Lixing Sun in Nautilus:
Did the ancient Athenians invent democracy? Or did bugs have it way earlier than the Greeks? Cornell entomologist Tom Seeley knows which option he’s voting for.
Honeybees regularly split from their mother colony. Seeley wondered, with tens of thousands of bees in a swarm, how do they reach agreement? His answer: simple-majority democracy.
In his 2010 book Honeybee Democracy, Seeley described how bees intending to strike out on their own first send scouts in all directions to collect information. On their return, these early scouts buzz and twirl to recruit more scouts. Some gain fans whereas others lose them. Newly deciding scouts go out to look for themselves. After the majority of scouts (which number in the hundreds) have converged on one opinion, the entire swarm takes off for its promised land.
Bees are not alone in using simple-majority rule—Tibetan macaques do it too. In 2014, my colleagues and I were studying how a group of 12 adult macaques coordinated their collective movements. We noticed that once three or more of them ganged up together, the entire group would often follow suit. The success rate in getting the group into action increased with the number of initiators—those who started the process. When the initiators numbered seven or more, exceeding a simple majority, the success rate reached its maximum: 100 percent.
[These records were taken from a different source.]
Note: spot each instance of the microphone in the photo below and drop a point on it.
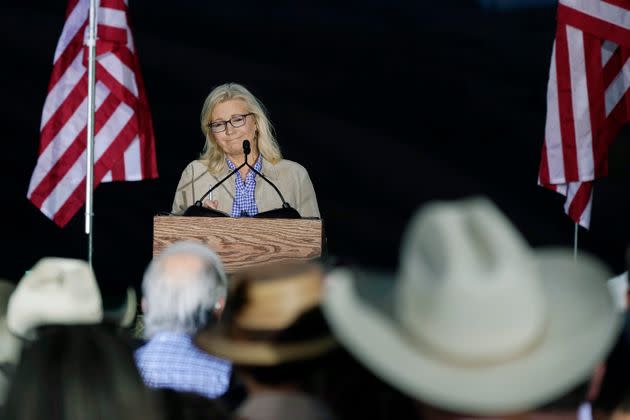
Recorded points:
(246, 148)
(286, 212)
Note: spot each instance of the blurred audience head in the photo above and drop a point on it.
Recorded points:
(9, 343)
(184, 289)
(79, 372)
(274, 333)
(475, 321)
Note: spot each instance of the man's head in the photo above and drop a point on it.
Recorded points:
(183, 288)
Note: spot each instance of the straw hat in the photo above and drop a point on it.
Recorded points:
(273, 317)
(475, 321)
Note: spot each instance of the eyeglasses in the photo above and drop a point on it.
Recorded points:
(235, 121)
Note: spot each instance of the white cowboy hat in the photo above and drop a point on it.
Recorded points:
(475, 321)
(62, 291)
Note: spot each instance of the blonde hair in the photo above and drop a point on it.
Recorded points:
(212, 155)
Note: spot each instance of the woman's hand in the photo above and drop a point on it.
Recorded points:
(211, 204)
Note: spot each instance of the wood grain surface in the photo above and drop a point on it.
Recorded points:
(243, 242)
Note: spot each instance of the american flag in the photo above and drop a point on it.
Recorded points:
(124, 143)
(588, 98)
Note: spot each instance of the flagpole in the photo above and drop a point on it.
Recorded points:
(575, 241)
(89, 178)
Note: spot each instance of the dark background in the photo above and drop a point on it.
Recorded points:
(388, 104)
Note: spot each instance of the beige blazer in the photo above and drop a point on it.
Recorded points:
(290, 177)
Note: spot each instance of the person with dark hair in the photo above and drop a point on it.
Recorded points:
(275, 335)
(79, 372)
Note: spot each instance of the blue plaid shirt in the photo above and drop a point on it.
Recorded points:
(171, 360)
(244, 200)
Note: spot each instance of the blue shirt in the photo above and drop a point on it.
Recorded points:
(171, 360)
(244, 200)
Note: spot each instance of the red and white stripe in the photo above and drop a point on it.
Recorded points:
(588, 98)
(124, 143)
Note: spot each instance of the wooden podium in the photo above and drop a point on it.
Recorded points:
(244, 242)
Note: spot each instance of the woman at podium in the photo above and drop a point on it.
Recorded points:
(241, 172)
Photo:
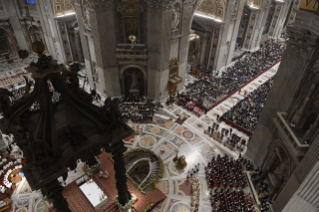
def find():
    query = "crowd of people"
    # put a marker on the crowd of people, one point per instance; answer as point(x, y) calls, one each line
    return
point(246, 113)
point(18, 93)
point(138, 109)
point(227, 135)
point(226, 172)
point(231, 201)
point(16, 79)
point(209, 90)
point(227, 179)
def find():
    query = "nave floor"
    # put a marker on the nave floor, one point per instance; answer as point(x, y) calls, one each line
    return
point(188, 139)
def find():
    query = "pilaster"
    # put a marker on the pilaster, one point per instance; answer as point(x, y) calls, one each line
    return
point(183, 52)
point(251, 30)
point(79, 10)
point(102, 21)
point(14, 16)
point(301, 52)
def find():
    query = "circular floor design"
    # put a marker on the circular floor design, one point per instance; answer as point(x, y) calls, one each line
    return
point(188, 134)
point(180, 207)
point(147, 141)
point(176, 171)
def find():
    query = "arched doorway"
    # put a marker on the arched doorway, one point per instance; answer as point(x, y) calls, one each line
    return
point(36, 35)
point(5, 47)
point(310, 120)
point(133, 82)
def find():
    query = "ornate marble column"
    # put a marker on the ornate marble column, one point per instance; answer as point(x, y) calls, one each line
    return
point(65, 41)
point(273, 25)
point(251, 29)
point(203, 49)
point(79, 45)
point(102, 19)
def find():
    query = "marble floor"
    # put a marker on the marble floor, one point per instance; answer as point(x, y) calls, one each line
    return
point(187, 139)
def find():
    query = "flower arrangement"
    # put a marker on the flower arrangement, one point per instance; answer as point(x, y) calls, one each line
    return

Democracy in collective decision-making has also been observed in African buffaloes, red deer, baboons, and pigeons. Even single-celled bacteria make collective decisions based on a democratic process known as quorum sensing. Their genes control some aspect of their behavior, like how mobile or virulent they should become, based on how many of their bacterial comrades are already engaging in that behavior. Similar democratic processes are also used by cockroaches and other swarming insects.